The Pound Sterling (GBP) failed to gain traction amidst a Bank of England (BoE) 50 bps rate hike, though risk aversion maintains the US Dollar (USD) bid, after hitting six-month lows around 103.448, per the US Dollar Index (DXY). Mixed economic data released by the United States (US) and the aftermath of further rate hikes by the Federal Reserve (Fed) weighed on the GBP. At the time of writing, the GBP/USD is trading at 1.2160, down more than 2%.
US equities dwindled after the Fed’s decision, which opted to slow the rate increases but updated its terminal rate. The so-called dot plot, where policymakers project the Federal Funds rate (FFR) in the future, was revised from September’s 4.6% to 5.1%, catching investors off guard, as most analysts estimated an adjustment to 4.9%.
Data-wise, the US economy experienced a setback in November as Retail Sales unexpectedly contracted, down 0.6% MoM compared to the anticipated -0.1%. Meanwhile, Initial Jobless Claims rose by 211K despite estimates of 230K, revealing the strength and robustness of today’s labor market acknowledged by Fed Chair Powell during his Wednesday press conference.

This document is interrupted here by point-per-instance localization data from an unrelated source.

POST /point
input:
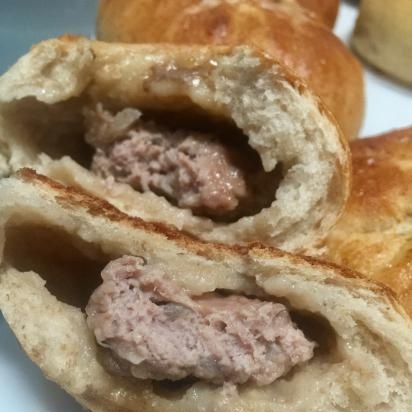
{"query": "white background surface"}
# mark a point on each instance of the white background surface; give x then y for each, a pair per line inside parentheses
(23, 22)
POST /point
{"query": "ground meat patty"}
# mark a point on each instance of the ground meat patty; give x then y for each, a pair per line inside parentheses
(155, 330)
(192, 169)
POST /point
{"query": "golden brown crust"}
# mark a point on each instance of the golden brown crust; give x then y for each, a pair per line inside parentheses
(282, 30)
(383, 36)
(363, 334)
(62, 75)
(374, 235)
(77, 198)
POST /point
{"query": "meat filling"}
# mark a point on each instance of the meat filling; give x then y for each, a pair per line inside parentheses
(192, 169)
(155, 330)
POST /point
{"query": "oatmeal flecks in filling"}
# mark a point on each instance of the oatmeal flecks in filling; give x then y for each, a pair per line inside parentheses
(192, 169)
(155, 330)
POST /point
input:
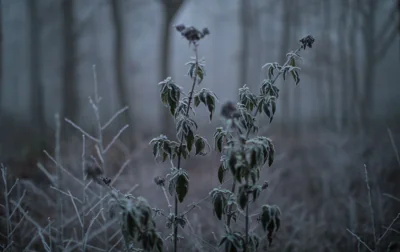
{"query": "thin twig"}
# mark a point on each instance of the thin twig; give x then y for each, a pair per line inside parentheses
(81, 130)
(396, 152)
(390, 226)
(370, 203)
(359, 240)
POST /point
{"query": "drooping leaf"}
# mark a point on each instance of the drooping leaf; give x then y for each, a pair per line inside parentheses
(190, 140)
(221, 172)
(219, 205)
(182, 186)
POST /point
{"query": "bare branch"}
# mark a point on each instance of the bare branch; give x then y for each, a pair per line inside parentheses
(81, 130)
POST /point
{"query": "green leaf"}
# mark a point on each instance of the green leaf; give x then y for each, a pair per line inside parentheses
(210, 104)
(243, 198)
(265, 216)
(271, 154)
(295, 76)
(196, 100)
(219, 205)
(190, 140)
(223, 240)
(221, 173)
(182, 185)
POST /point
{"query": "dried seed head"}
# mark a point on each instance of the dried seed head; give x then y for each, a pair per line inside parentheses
(160, 181)
(106, 181)
(191, 33)
(307, 42)
(229, 110)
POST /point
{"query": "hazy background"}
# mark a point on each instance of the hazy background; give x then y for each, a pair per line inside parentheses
(335, 121)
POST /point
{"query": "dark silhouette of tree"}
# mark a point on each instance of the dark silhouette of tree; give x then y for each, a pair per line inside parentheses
(117, 15)
(69, 89)
(376, 41)
(343, 67)
(1, 51)
(244, 15)
(37, 98)
(328, 62)
(286, 22)
(171, 8)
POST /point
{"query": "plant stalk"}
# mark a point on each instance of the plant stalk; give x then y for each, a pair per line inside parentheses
(181, 145)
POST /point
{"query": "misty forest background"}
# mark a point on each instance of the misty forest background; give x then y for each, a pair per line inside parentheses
(325, 129)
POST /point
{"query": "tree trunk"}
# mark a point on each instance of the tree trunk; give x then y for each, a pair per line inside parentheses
(297, 123)
(1, 53)
(171, 7)
(285, 43)
(69, 85)
(354, 96)
(244, 15)
(331, 118)
(343, 68)
(119, 66)
(37, 99)
(367, 105)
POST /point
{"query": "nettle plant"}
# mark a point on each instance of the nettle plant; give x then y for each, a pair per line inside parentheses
(243, 152)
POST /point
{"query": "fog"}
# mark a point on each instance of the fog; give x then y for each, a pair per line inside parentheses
(338, 116)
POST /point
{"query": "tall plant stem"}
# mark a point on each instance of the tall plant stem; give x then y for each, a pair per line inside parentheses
(181, 144)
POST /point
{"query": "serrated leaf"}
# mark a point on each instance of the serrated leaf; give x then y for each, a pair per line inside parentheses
(221, 173)
(266, 110)
(295, 76)
(196, 101)
(273, 105)
(182, 186)
(210, 104)
(219, 205)
(155, 150)
(243, 199)
(200, 146)
(223, 240)
(219, 144)
(190, 140)
(271, 155)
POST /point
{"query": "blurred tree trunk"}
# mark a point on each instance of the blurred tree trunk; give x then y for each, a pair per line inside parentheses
(37, 98)
(342, 30)
(1, 53)
(285, 44)
(297, 123)
(171, 7)
(355, 95)
(244, 15)
(327, 14)
(376, 44)
(69, 86)
(119, 67)
(398, 23)
(255, 46)
(368, 34)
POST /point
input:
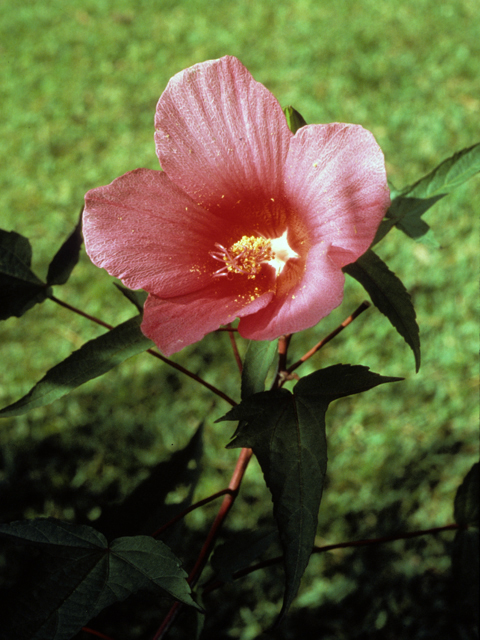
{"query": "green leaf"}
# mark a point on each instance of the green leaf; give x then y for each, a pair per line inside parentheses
(66, 257)
(466, 506)
(295, 120)
(258, 359)
(136, 297)
(465, 548)
(413, 201)
(389, 296)
(287, 434)
(84, 575)
(20, 289)
(146, 508)
(93, 359)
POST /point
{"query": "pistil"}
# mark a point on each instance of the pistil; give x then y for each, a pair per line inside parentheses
(247, 255)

Earlier, the Philadelphia and New York Business Indexes reported disappointing figures, with the former sliding 13.8 points below expectations while the latter dropped 11.2, further away from its predicted contraction rate of 1%.

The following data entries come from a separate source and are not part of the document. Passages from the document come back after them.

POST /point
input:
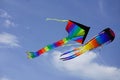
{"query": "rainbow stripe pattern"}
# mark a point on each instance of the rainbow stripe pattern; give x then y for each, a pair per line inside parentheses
(77, 32)
(105, 36)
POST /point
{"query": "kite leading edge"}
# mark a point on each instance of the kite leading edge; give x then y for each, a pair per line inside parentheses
(104, 37)
(76, 32)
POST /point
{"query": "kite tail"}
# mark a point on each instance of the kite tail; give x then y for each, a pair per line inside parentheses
(76, 49)
(32, 54)
(54, 19)
(47, 48)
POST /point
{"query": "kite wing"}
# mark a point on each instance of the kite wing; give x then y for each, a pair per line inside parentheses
(77, 32)
(105, 36)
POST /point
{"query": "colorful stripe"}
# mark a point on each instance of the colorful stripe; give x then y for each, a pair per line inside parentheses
(48, 47)
(105, 36)
(77, 32)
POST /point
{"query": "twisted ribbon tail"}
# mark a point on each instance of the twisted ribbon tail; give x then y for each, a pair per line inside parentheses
(32, 55)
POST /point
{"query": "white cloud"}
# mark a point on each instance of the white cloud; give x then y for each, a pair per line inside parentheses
(8, 40)
(6, 19)
(85, 68)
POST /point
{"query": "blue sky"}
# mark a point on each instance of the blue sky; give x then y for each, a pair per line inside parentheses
(23, 27)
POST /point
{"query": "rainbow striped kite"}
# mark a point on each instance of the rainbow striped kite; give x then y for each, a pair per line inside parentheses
(76, 32)
(105, 36)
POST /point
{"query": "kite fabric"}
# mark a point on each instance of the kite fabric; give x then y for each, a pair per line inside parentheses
(76, 32)
(105, 36)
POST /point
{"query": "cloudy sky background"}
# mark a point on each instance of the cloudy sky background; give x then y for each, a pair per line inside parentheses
(23, 27)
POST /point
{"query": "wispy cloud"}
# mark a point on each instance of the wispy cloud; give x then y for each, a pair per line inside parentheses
(85, 68)
(8, 23)
(4, 14)
(8, 40)
(7, 19)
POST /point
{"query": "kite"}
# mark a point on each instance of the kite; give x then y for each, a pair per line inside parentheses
(76, 32)
(104, 37)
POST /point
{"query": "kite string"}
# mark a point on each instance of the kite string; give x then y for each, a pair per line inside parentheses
(54, 19)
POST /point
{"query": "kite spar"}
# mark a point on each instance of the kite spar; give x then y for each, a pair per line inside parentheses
(76, 32)
(104, 37)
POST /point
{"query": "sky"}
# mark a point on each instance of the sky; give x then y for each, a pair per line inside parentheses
(23, 27)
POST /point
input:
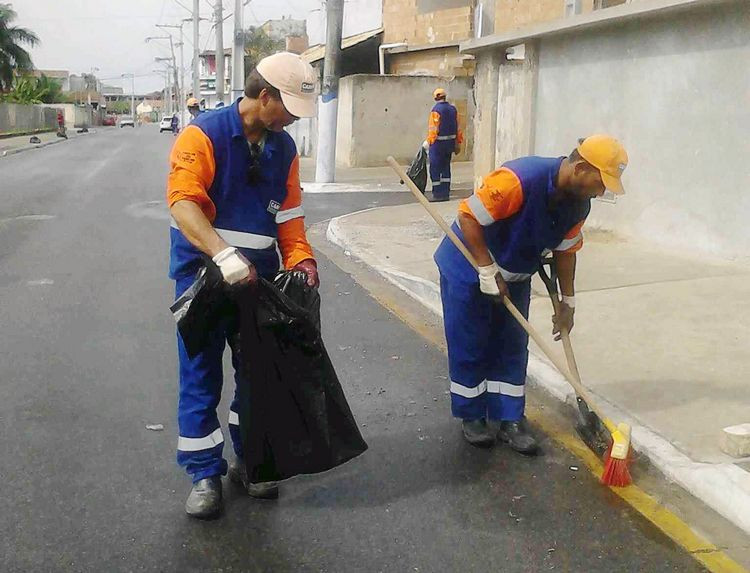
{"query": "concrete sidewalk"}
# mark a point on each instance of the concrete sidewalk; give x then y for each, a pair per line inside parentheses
(375, 179)
(660, 339)
(19, 144)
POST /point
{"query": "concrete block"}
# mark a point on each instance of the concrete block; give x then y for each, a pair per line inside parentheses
(735, 440)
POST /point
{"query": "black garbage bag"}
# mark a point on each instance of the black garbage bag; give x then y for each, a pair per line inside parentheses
(294, 417)
(417, 171)
(198, 310)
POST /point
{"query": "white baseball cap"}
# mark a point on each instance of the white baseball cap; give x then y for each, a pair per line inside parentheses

In a move widely expected by analysts, the Bank of England hiked interest rates to 3.50%, an increase of 50 basis points and the highest rate since the financial crisis. However, the decision was not unanimous; two members (Sylvana Tenreyro and Swati Dhingra) opted for no change, while Catherine Mann voted for an even higher increase of 75bps. The BoE said that further rate increases might be required to achieve the bank’s 2% goal. They added, “if the outlook suggested more persistent inflationary pressures, it would respond forcefully, as necessary.”
The GBP/USD remains upward biased even though Thursday’s session is witnessing a 240 pip fall, spurred by a perceived “dovish” hike by the Bank of England. Nevertheless, it should be said that the GBP/USD rally from around 1.1700 to 1.2446 resulted from overall US Dollar (USD) weakness. However, the confluence of the 20 and 200-day Exponential Moving Average (EMA) at around 1.2117/15 could halt the downfall if buyers stepped in around the latter.
Although falling, the Relative Strength Index (RSI) is still in bullish territory, while the Rate of Change (Roc) suggests that selling pressure is increasing.
Therefore, the GBP/USD first support would be the 1.2115/17 area, followed by 1.2100. On the flip side, the GBP/USD first resistance would be the 1.2200 mark, followed by the December 5 daily high at 1.2344.